3 Execution Model
The execution model of a86 programs is the same as that of x86, but this section gives a brief overview of the most important aspects.
Execution proceeds instruction by instructions. Instructions may read or modify the state of Registers, Flags, and Memory and, except for jumping instructions, execution proceeds to the next instruction in memory.
3.1 Flags
The processor makes use of flags to handle comparisons. For our purposes, there are four flags to be aware of: zero (ZF), sign (SF), carry (CF), and overflow (OF).
These flags are set by each of the arithmetic operations, which are appropriately annotated in the Instruction Set. Each of these operations is binary (meaning they take two arguments), and the flags are set according to properties of the result of the arithmetic operation. Many of these properties look at the most-significant bit (MSB) of the inputs and output.

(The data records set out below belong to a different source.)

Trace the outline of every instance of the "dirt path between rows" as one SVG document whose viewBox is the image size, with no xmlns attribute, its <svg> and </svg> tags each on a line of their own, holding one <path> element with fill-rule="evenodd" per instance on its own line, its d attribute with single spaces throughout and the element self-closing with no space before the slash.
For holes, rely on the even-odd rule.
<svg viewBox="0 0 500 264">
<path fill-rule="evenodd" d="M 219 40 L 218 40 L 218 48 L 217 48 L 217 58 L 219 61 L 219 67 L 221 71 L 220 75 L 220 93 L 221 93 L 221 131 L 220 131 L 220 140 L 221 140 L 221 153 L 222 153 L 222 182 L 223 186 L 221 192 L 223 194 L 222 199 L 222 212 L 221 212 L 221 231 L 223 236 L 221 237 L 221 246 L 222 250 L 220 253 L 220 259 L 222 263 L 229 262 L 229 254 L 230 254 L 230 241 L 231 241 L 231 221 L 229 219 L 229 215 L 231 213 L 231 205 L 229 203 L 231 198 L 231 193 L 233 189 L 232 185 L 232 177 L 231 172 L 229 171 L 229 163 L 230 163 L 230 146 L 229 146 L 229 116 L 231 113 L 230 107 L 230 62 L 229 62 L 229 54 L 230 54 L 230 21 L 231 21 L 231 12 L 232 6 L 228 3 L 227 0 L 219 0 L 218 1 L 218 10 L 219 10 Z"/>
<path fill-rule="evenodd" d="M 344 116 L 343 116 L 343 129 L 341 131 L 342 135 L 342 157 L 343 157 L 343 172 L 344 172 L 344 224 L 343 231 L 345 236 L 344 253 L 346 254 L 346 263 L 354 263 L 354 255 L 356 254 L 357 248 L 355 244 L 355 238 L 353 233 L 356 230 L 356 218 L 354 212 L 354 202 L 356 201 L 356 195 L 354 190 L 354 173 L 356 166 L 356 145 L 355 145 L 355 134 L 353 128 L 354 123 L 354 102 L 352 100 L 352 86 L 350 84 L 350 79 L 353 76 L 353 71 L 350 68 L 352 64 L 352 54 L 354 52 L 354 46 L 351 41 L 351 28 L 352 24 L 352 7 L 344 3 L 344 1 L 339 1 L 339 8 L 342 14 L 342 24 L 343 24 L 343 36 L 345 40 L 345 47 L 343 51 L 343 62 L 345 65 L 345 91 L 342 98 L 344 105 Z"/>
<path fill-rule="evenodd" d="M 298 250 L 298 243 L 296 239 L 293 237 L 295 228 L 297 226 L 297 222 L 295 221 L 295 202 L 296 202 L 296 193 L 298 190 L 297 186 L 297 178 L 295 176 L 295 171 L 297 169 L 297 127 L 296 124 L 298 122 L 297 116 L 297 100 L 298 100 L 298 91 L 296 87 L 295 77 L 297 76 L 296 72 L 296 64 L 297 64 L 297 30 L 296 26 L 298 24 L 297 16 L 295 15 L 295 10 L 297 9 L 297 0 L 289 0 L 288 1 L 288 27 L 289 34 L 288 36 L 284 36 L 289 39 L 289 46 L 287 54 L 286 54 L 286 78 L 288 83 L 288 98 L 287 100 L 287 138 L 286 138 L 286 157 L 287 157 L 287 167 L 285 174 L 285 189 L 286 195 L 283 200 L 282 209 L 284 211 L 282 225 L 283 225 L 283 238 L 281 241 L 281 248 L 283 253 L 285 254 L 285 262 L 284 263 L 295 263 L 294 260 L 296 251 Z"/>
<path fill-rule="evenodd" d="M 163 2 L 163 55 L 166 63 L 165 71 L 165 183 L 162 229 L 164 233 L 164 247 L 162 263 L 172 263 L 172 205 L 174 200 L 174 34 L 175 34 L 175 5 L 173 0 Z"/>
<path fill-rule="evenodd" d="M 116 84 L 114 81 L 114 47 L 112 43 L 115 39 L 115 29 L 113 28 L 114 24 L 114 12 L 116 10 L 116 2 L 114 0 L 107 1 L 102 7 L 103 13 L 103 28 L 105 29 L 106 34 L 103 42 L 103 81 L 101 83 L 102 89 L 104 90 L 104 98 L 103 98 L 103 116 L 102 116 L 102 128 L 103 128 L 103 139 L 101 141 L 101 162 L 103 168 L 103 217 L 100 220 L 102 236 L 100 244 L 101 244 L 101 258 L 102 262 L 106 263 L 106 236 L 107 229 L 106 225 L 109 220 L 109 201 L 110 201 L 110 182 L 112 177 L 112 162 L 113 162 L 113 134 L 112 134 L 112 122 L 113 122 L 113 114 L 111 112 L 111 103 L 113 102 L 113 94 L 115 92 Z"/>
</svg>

ZF is set when the result is 0.
SF is set when the MSB of the result is set.
CF is set when a bit was set beyond the MSB.
OF is set when one of two conditions is met:
The MSB of each input is set and the MSB of the result is not set.
The MSB of each input is not set and the MSB of the result is set.
Note that CF is only useful for unsigned arithmetic, while OF is only useful for signed arithmetic. In opposite cases, they provide no interesting information.
These flags, along with many others, are stored in a special FLAGS register that cannot be accessed by normal means. Each flag is represented by a single bit in the register, and they all have specific bits assigned by the x86 specification. For example, CF is bit 0, ZF is bit 6, SF is bit 7, and OF is bit 11, as indexed from the least-significant bit position (but you don’t need to know these numbers).
The various conditions that can be tested for correspond to combinations of the flags. For example, the Jc instruction will jump if CF is set, otherwise execution will fall through to the next instruction. Most of the condition suffixes are straightforward to deduce from their spelling, but some are not. The suffixes (e.g., the c in Jc) and their meanings are given below. For brevity’s sake the flags’ names are abbreviated by ommitting the F suffix and prefixing them with either + or - to indicate set and unset positions, respectively, as needed. Some of the meanings require use of the bitwise operators | (OR), & (AND), ^ (XOR), and =? (equality).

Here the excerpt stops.